O ambiente é o quintal, não a casa! E o que a Igreja coloca em pauta é mais que
isso: são todas as nossas relações, a sociedade que queremos construir e habitar.
Seria
muito contraditório preocupar-nos com a natureza enquanto “casa comum” e fechar
nossos olhos à “casa-grande” dos países ricos, das elites privilegiadas e das
corporações financeiras que vivem à custa do povo, explorado e condenado a
viver na ‘senzala”. Cuidar da “casa comum” vai de mãos dadas com a humanização
da economia.
Hoje
muitos setores preferem usar a expressão “globalização” em lugar de “casa
comum”. Ela é o espaço domesticado pela economia neoliberal, no qual os sistemas
financeiro, industrial e comercial sentem-se em casa e pode agir sem barreiras.
E “não está nem aí” para os setores e povos que “sobram” e com o oceano de
dejetos que vai gerando.
Obviamente,
a dinâmica do cuidado da “casa comum” deve alcançar também as nossas casas e
transformá-las em lar. A “casa” nunca foi sinônimo de igualdade dos que nela
habitam: pai e mãe, filhos e filhas, avós e netos, patrões e empregados.

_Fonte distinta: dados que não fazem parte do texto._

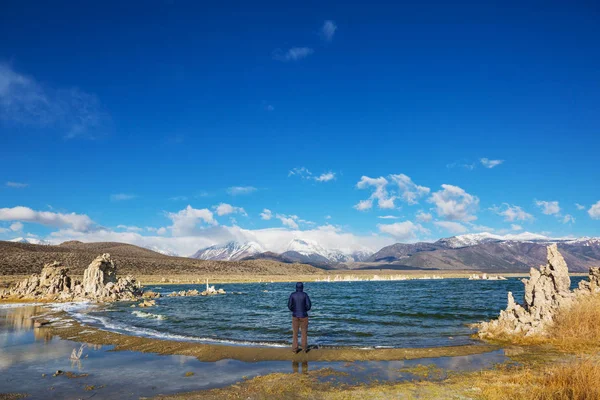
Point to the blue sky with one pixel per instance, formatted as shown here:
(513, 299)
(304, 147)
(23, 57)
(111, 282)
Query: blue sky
(124, 114)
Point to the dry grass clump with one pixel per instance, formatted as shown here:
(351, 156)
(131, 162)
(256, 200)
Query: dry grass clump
(578, 327)
(575, 380)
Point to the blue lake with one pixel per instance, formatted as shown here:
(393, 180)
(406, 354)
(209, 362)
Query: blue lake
(411, 313)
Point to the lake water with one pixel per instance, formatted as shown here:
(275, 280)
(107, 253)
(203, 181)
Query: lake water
(412, 313)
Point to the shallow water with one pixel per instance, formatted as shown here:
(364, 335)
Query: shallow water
(28, 353)
(413, 313)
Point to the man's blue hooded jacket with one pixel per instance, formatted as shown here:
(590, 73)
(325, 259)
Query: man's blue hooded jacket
(299, 302)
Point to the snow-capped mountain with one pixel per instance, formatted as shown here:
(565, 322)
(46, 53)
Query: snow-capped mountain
(31, 241)
(527, 237)
(471, 239)
(232, 251)
(166, 252)
(310, 248)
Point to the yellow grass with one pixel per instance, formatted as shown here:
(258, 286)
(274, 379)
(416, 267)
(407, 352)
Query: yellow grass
(578, 327)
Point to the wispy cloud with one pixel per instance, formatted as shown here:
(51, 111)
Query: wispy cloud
(512, 213)
(78, 222)
(178, 198)
(289, 221)
(16, 185)
(266, 214)
(328, 30)
(462, 164)
(305, 173)
(293, 54)
(186, 221)
(380, 193)
(451, 226)
(548, 207)
(594, 211)
(122, 197)
(241, 190)
(455, 204)
(486, 162)
(24, 101)
(226, 209)
(424, 217)
(325, 177)
(406, 230)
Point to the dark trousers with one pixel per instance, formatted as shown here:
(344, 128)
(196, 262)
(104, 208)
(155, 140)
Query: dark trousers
(302, 324)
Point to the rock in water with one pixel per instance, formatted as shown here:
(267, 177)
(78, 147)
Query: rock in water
(546, 291)
(51, 283)
(98, 274)
(100, 283)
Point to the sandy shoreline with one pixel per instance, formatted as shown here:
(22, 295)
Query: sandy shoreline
(69, 328)
(179, 279)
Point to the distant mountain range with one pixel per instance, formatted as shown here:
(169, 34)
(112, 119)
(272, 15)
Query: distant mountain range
(298, 250)
(31, 241)
(480, 251)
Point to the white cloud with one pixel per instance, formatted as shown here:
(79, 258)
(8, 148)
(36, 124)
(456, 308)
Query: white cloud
(266, 214)
(16, 185)
(548, 207)
(130, 228)
(241, 190)
(364, 205)
(226, 209)
(16, 227)
(455, 204)
(78, 222)
(424, 217)
(380, 193)
(186, 221)
(328, 30)
(272, 239)
(512, 213)
(293, 54)
(289, 221)
(325, 177)
(122, 197)
(158, 231)
(406, 230)
(462, 164)
(452, 227)
(594, 211)
(24, 101)
(490, 163)
(302, 172)
(411, 192)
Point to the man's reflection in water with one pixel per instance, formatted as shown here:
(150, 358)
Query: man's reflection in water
(295, 365)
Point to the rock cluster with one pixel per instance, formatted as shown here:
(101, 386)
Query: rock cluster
(100, 283)
(546, 291)
(210, 291)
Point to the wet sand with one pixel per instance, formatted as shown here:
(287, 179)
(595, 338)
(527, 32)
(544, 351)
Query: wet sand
(212, 352)
(125, 367)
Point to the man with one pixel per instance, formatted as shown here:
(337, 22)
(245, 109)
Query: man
(299, 304)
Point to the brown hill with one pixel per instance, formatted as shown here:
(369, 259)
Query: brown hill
(21, 259)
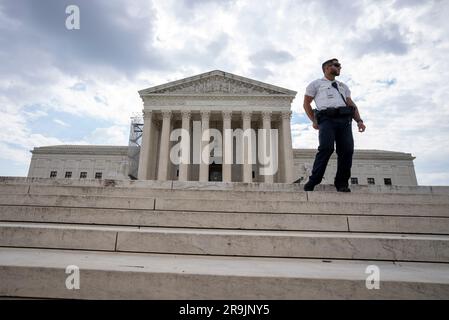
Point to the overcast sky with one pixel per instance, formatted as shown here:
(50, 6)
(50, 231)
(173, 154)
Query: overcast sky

Uma
ecologia integral deve olhar criticamente também para as relações entre estes
diversos sujeitos. São relações de igualdade, gratuidade e reciprocidade, ou dominadoras
e violentas?
É por
essa porta que introduzo a questão da mulher, trazido à nossa memória pelo Dia Internacional da Mulher. A mesma
lógica que corta as veias da natureza e a faz sangrar até à morte sustenta a
dominação dos ricos sobre os pobres, sejam eles pessoas ou países, e
potencializa a violência do homem sobre a mulher. Em 2024, foram mortas no
Brasil 1463 mulheres. Uma a cada seis horas. E isso sem contabilizar outras formas
de violência.
Do
ponto de vista doutrinal, a Igreja católica deixa claro que “o homem e a mulher têm a mesma dignidade e são de igual nível e valor, não só porque ambos, na sua diversidade, são
imagem de Deus, mas ainda mais profundamente porque o dinamismo de
reciprocidade que anima o “nós” do casal humano” é imagem de Deus. “A
mulher é o complemento do homem, como o homem é o complemento da mulher”,
diz a Igreja.
Entretanto, devemos admitir, com
humildade e tremor, que ainda custa muito à Igreja católica reconhecer a plena
dignidade e cidadania da mulher no seu interior. Não obstante serem elas a maioria
dos fiéis e dos agentes de base, são ainda muitas as barreiras que limitam ou
interditam a presença e atuação da mulher nas instâncias onde se reflete,
decide e julga as questões de fé e de moral. Também nisso precisamos acolher o
imperativo do Mestre: “Convertei-vos, e crede no Evangelho!”